# People's budgets



## ITSonlyREECE (Jun 10, 2012)

I must admit, last year was an eye opener and I could've easily walked away with a car full if my budget wasn't stoping me! Lesson learnt, this year I'll be well prepared :thumb:

What about everyone else?


----------



## steview (Sep 23, 2010)

I was quite surprised how little I spent actually


----------



## ottostein (Sep 11, 2012)

Budget for however much you can comfortably spend 

Dont think i will be there but if i can i will see if i can get a flex


----------



## Ongoing (Sep 3, 2012)

Can't wait to get me teeth/ wallet into it


----------



## Naddy37 (Oct 27, 2005)

Ongoing said:


> Can't wait to get me teeth/ wallet into it


Haha, same here.

There is nothing I really need though. That, of course, might change. "Kid in a sweet shop" springs to mind....


----------



## 204driver (Aug 27, 2008)

£5000! Lol:lol:


----------



## -damon- (Aug 19, 2010)

im hoping to go for the first time this year...is it any cheaper there??


----------



## LittleMissTracy (May 17, 2012)

If I go I think I'll be dipping into my budget getting and staying the night before. :lol:


----------



## LukeWS (Sep 9, 2012)

Well as I'm not going on holiday this year now  i can save more towards this


----------



## TheMilko2905 (Sep 22, 2011)

Didn't really notice any real savings against online retailers, when I was there last year.

Budget for Waxstock 2013, is zero. Mainly because I'm not going :lol:

Spent my allocation of funds for detailing equipment over the last few months, so all I need now is some sunny weather to use it all.


----------



## -damon- (Aug 19, 2010)

good look with getting the sunny weather


----------



## MEH4N (Mar 15, 2012)

i had a list last year and bought all the things i needed. 

Only stupid thing what i did was buy from the manufacturers first to then find out the resellers after were actually cheaper.
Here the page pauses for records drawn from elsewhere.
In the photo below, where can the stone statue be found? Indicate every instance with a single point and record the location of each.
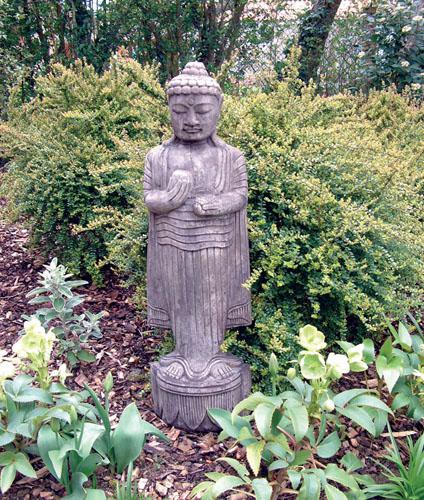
(195, 187)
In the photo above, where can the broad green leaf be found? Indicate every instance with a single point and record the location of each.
(254, 455)
(149, 428)
(90, 433)
(129, 437)
(237, 466)
(201, 488)
(7, 457)
(263, 417)
(7, 477)
(298, 416)
(371, 401)
(252, 401)
(400, 401)
(6, 437)
(226, 483)
(334, 493)
(359, 416)
(351, 462)
(77, 487)
(390, 369)
(278, 449)
(224, 419)
(278, 464)
(58, 304)
(344, 397)
(295, 478)
(300, 457)
(262, 489)
(48, 441)
(329, 446)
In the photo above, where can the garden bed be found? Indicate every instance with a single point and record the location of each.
(127, 348)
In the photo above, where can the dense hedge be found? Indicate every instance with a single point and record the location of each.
(69, 148)
(336, 193)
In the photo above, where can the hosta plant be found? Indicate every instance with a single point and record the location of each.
(400, 364)
(58, 312)
(286, 435)
(121, 446)
(404, 481)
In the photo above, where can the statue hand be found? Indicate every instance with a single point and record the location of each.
(208, 205)
(179, 187)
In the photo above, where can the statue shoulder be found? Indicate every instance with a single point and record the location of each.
(236, 154)
(155, 153)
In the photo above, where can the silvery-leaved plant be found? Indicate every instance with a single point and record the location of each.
(58, 312)
(400, 365)
(286, 434)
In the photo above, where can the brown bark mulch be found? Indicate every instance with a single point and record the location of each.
(164, 470)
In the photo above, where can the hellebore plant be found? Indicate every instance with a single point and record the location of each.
(400, 364)
(291, 430)
(57, 313)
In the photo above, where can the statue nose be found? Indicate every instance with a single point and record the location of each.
(192, 118)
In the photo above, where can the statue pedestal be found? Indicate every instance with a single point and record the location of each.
(183, 392)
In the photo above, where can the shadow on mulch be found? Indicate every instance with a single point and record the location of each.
(165, 470)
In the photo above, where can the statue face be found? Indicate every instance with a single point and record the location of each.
(194, 116)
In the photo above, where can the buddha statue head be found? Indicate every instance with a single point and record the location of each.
(195, 101)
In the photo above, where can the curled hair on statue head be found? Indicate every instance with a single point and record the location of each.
(194, 79)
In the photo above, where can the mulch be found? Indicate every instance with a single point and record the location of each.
(164, 470)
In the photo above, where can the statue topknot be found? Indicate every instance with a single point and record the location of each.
(194, 79)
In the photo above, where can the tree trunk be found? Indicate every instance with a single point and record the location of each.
(314, 31)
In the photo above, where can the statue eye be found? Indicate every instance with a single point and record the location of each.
(203, 108)
(179, 108)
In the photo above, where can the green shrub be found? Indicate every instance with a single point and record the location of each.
(335, 194)
(69, 150)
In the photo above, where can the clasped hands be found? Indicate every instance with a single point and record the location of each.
(178, 190)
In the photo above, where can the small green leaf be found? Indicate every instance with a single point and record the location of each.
(334, 473)
(329, 446)
(334, 493)
(404, 336)
(86, 356)
(237, 466)
(310, 489)
(23, 465)
(254, 455)
(224, 484)
(262, 489)
(298, 416)
(359, 416)
(263, 417)
(7, 477)
(351, 462)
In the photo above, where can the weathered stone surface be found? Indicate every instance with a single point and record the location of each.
(195, 187)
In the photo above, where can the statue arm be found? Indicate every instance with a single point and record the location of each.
(233, 200)
(162, 201)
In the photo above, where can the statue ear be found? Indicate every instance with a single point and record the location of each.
(220, 98)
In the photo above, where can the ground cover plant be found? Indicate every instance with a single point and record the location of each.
(120, 347)
(41, 417)
(323, 245)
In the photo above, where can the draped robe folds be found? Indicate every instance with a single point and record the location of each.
(196, 265)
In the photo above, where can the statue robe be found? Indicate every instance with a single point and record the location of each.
(196, 265)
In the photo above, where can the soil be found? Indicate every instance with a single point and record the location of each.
(164, 470)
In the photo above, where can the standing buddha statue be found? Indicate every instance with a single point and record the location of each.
(195, 188)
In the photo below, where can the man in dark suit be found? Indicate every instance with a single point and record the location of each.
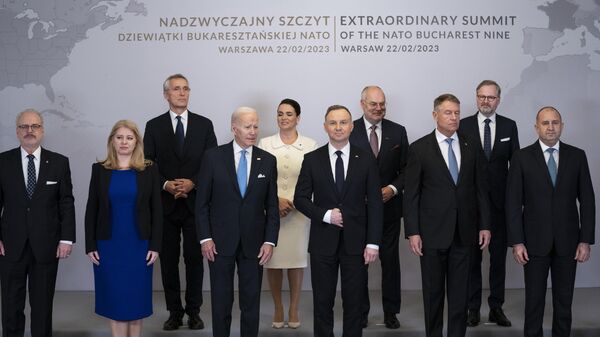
(548, 232)
(237, 217)
(388, 143)
(37, 227)
(446, 212)
(498, 139)
(338, 189)
(176, 141)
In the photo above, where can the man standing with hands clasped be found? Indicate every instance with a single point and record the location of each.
(551, 215)
(446, 213)
(37, 227)
(338, 189)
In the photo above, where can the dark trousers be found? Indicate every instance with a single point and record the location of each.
(443, 269)
(324, 276)
(390, 270)
(562, 270)
(497, 275)
(180, 223)
(249, 286)
(40, 278)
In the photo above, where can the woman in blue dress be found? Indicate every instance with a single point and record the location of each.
(123, 230)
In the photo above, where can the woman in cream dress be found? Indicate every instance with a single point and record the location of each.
(291, 252)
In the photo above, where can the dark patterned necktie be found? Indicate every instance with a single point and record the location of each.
(31, 179)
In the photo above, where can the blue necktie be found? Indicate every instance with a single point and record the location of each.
(452, 163)
(487, 139)
(179, 136)
(339, 172)
(242, 172)
(552, 169)
(31, 179)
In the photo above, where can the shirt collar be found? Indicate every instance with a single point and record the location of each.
(183, 115)
(546, 147)
(441, 138)
(237, 148)
(37, 153)
(481, 118)
(277, 142)
(345, 150)
(368, 124)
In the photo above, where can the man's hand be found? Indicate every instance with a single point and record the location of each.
(520, 254)
(94, 257)
(416, 244)
(285, 207)
(484, 238)
(63, 250)
(265, 253)
(387, 193)
(209, 250)
(151, 257)
(336, 217)
(583, 252)
(370, 255)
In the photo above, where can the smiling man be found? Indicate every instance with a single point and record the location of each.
(551, 218)
(37, 227)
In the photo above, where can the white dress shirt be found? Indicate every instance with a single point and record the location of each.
(444, 147)
(36, 162)
(481, 122)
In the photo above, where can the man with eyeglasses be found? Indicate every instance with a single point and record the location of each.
(497, 137)
(388, 143)
(176, 141)
(37, 227)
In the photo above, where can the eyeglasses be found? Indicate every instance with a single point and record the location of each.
(26, 127)
(486, 98)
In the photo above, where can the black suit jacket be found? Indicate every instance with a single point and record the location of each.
(360, 202)
(45, 219)
(148, 207)
(506, 143)
(542, 216)
(160, 147)
(391, 160)
(434, 206)
(221, 212)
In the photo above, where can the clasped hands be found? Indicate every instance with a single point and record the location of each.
(179, 187)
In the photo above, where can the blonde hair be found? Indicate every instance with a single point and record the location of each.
(137, 161)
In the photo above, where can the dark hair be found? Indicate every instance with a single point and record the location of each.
(291, 103)
(489, 82)
(443, 98)
(337, 107)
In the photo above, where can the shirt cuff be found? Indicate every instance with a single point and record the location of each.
(327, 217)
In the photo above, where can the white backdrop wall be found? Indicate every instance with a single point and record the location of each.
(86, 64)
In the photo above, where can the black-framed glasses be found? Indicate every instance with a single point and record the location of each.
(26, 127)
(487, 98)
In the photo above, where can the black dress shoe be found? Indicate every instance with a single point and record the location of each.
(473, 318)
(390, 320)
(173, 323)
(195, 322)
(497, 316)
So bought more bits  

its always good to have a budget in mind though.


----------



## AndyA4TDI (May 7, 2012)

No idea, the wife will let me know nearer the time.


----------



## luke123 (Mar 30, 2010)

Last year i set myself around £100 and got lots for its as i needed alot of small bits and bobs brushes towels etc 

The main issue i had was nothing was priced so it was very hard to see who was cheapest, I know it sounds tight but the more i save the more i can buy  

i plan to buy alot more from AS didnt know to much about them last year but will be spending a small fortune there this year.

I also spent around £25 on the charity corner got some amazing deals, 75% full 3m extra fine for £3 and a tool bag same as the dodo juice one for £2 few pads and other bits n bobs


----------



## welshtony (Mar 14, 2013)

I just buy bits and bobs as I need them and if I can afford them.
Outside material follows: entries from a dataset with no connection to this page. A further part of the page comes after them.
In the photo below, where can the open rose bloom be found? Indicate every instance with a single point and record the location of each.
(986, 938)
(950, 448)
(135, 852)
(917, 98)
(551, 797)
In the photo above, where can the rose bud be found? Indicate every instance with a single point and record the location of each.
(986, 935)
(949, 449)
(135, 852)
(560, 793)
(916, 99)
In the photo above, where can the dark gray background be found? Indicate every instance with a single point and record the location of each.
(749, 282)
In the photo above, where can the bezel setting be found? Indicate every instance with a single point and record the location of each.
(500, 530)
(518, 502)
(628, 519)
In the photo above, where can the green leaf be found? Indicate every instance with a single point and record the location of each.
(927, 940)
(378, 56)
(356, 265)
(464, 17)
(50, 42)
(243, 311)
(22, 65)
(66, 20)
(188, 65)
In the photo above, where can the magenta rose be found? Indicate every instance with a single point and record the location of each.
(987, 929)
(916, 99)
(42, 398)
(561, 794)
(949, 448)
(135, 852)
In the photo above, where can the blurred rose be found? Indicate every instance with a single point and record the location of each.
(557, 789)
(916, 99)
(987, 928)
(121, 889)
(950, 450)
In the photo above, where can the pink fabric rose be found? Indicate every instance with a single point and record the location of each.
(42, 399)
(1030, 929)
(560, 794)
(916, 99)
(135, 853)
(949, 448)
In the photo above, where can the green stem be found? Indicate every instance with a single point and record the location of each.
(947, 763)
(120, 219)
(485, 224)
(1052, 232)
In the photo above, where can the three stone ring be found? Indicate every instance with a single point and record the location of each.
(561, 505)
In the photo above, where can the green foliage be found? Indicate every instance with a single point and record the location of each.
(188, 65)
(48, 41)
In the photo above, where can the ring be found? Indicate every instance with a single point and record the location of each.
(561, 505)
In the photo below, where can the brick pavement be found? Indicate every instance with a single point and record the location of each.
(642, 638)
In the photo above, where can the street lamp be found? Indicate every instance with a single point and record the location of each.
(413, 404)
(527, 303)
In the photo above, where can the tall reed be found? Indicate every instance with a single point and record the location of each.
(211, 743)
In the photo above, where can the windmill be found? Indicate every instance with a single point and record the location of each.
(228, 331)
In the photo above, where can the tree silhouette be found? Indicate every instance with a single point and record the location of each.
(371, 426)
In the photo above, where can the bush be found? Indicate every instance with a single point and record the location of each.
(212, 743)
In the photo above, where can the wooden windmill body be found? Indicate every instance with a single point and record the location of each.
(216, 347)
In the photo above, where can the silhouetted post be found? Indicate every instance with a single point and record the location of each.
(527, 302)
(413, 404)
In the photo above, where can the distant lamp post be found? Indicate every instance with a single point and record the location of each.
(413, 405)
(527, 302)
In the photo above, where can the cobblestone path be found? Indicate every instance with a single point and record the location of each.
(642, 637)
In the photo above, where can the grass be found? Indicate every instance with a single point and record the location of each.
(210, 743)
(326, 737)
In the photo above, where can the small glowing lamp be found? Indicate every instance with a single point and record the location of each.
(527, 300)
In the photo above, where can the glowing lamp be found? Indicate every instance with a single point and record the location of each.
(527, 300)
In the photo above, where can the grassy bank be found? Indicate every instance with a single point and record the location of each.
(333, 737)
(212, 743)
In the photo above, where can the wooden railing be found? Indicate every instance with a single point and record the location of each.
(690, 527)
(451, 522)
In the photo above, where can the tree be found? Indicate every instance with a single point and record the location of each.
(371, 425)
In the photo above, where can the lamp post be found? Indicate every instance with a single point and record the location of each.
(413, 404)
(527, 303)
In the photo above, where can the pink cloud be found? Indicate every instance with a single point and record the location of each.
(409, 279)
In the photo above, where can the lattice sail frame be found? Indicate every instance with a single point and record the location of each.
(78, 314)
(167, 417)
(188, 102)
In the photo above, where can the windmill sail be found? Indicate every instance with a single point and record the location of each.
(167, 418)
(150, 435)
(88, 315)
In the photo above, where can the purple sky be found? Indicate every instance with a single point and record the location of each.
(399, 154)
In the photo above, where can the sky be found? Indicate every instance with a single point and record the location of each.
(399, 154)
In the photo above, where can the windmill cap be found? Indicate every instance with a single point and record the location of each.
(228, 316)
Going to be expensive for me soon as I am almost out of all my detailing stuff :/


----------



## Tazz (Aug 23, 2010)

if only i knew how to multi quote lol, you have all near enough said what i need to

i also want to buy more from autosmart this year, but theres still more meguiars stuff i want (not that i have enough already) plus theres a few other products i want to try

i spent arount £70 last year, no idea what ill spend this year, trying to save to take the kids to legoland in august, ill probably go round all the stalls and see what theyre selling what i want for and compare, then get what i want


----------



## Dave KG (Feb 23, 2006)

Spent nothing at Waxstock last year, I have enough detailing gear to keep my cars looking well for years, so I wont be budgeting any money for spending at it this coming year either...


----------



## Bang Tidy (Aug 21, 2012)

The main budget will be on beer the night before


----------



## J77ONO (Apr 11, 2012)

Bang Tidy said:


> The main budget will be on beer the night before


Sounds like a plan :thumb:


----------



## slineclean (Dec 23, 2011)

Unsure yet until the weekend arrives , last year I was lucky I sold a lot junk on eBay and pocketed myself £100 to help towards my monies. Unfort I won't get that again for this year. I've had abit of luck in the week thought. Found a receipt to hand into work for £60 that forgot all about from last year so I'm allowing for that bonus money


----------



## james_death (Aug 9, 2010)

Have all i could ever need but that never stops me for long im afraid.

Set a budget and a little buffer if needed.

Got all i wanted from autosmart including 25lt of xls.

Still got afew extra bits but held to my budget, near as.

Spent a deal of time at Dave KG table and just met up with a few members for a bit of a chat.


----------



## digitaluk (Apr 13, 2012)

Honestly i know theres a few bits and bobs i need, so im budgeting for those essentials (around £40 worth). Then just taking it as i go. Sure i will prob end up spending more. Although that said im struggling to think of what else i actually need at the moment. Ah well lets leave that up to poor judgement / impulse buying :wall::wall::wall:


----------